Overloading the indirection operator in c++ [duplicate]

Question

This question already has answers here:

How to overload the indirection operator? (C++) (2 answers)

Closed 7 years ago.

my problem is a simple one. I have a class template that holds a pointer to a dynamically allocated type. I want to overload the indirection operator so that referring to the class template instance with the -> operator I get redirected as if I use the pointer contained within directly.

template<class T>
class MyClass
 {
  T *ptr;
  ...
  // created dynamic resource for ptr in the constructor
 };

Create myclass of some type:

MyClass<SomeObject> instance;

So what I want is instead of having to type:

instance.ptr->someMemberMethod();

I simply type:

intance->someMemberMethod();

Even thou instance is not a pointer it behaves as if it is the pointer instance contains. How to bridge that gap by overloading the operator?

Answer 1

You can just overload operator-> and operator*:

template<class T>
class MyClass
{
    T* ptr;

public:
    T* operator->() {
        return ptr;
    }

    // const version, returns a pointer-to-const instead of just a pointer to
    // enforce the idea of the logical constness of this object 
    const T* operator->() const {
        return ptr;
    }

    T& operator*() {
        return *ptr;
    }

    // const version, returns a const reference instead of just a reference
    // to enforce the idea of the logical constness of this object
    const T& operator*() const {
        return *ptr;
    }
};

Note that, due to a design decision by the creator of the language, you can't overload the . operator.
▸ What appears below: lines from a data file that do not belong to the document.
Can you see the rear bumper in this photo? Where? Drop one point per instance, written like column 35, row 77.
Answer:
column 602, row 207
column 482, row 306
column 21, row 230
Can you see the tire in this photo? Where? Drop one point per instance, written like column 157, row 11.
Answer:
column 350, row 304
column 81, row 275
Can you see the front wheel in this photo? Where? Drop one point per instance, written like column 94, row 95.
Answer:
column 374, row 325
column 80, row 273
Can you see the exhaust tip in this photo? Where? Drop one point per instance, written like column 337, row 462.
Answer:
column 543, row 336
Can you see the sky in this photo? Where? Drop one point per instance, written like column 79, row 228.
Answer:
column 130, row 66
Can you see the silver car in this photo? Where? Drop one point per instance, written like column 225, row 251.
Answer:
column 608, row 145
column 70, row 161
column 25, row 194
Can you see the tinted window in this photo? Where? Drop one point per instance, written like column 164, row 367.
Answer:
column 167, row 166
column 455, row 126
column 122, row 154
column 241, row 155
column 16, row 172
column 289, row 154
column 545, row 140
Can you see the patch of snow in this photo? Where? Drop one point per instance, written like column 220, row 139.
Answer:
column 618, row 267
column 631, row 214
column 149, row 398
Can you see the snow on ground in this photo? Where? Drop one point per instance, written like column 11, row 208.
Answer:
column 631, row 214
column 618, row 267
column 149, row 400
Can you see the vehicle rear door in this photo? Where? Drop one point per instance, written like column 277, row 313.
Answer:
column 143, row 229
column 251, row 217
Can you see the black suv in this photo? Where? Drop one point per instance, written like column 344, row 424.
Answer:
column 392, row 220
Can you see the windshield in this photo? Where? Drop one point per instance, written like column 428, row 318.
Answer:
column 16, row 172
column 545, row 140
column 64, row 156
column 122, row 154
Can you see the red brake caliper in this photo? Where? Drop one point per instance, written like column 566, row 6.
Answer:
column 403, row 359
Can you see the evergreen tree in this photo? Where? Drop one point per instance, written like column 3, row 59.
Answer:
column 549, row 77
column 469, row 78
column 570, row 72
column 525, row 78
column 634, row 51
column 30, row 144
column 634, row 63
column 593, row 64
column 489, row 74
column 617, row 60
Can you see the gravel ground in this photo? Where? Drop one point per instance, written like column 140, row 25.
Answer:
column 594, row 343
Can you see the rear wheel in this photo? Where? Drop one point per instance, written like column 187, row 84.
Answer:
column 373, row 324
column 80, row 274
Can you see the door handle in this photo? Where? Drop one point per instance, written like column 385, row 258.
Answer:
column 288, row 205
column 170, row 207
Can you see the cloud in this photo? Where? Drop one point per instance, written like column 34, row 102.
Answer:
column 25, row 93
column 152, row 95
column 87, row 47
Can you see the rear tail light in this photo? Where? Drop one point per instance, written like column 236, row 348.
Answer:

Also, you might think that operator* would overload the multiplication operator instead of the dereference operator. However, this is not the case, because the multiplication operator takes a single argument (while the dereference operator takes no arguments), and because of this, the compiler can tell which one is which.

Finally, note that operator-> returns a pointer but operator* returns a reference. It's easy to accidentally confuse them.

Answer 2

Overload the -> operator:

template <typename T> class MyClass
{
    T * p;
public:
    T       * operator->()       { return p; }  // #1
    T const * operator->() const { return p; }
};

Note that both overloads don't mutate the object; nonetheless we decide to make #1 non-const, so that we bequeath constness of the object onto the pointee. This is sometimes called "deep constness propagation" or something of this sort. The language D takes this much further.

Answer 3

The member access operator can be overloaded to return a pointer to the object to be accessed:

T * operator->() {return ptr;}
T const * operator->() const {return ptr;}

You might also want the deference operator, to make it feel even more like a pointer; this returns a reference instead:

T & operator*() {return *ptr;}
T const & operator*() const {return *ptr;}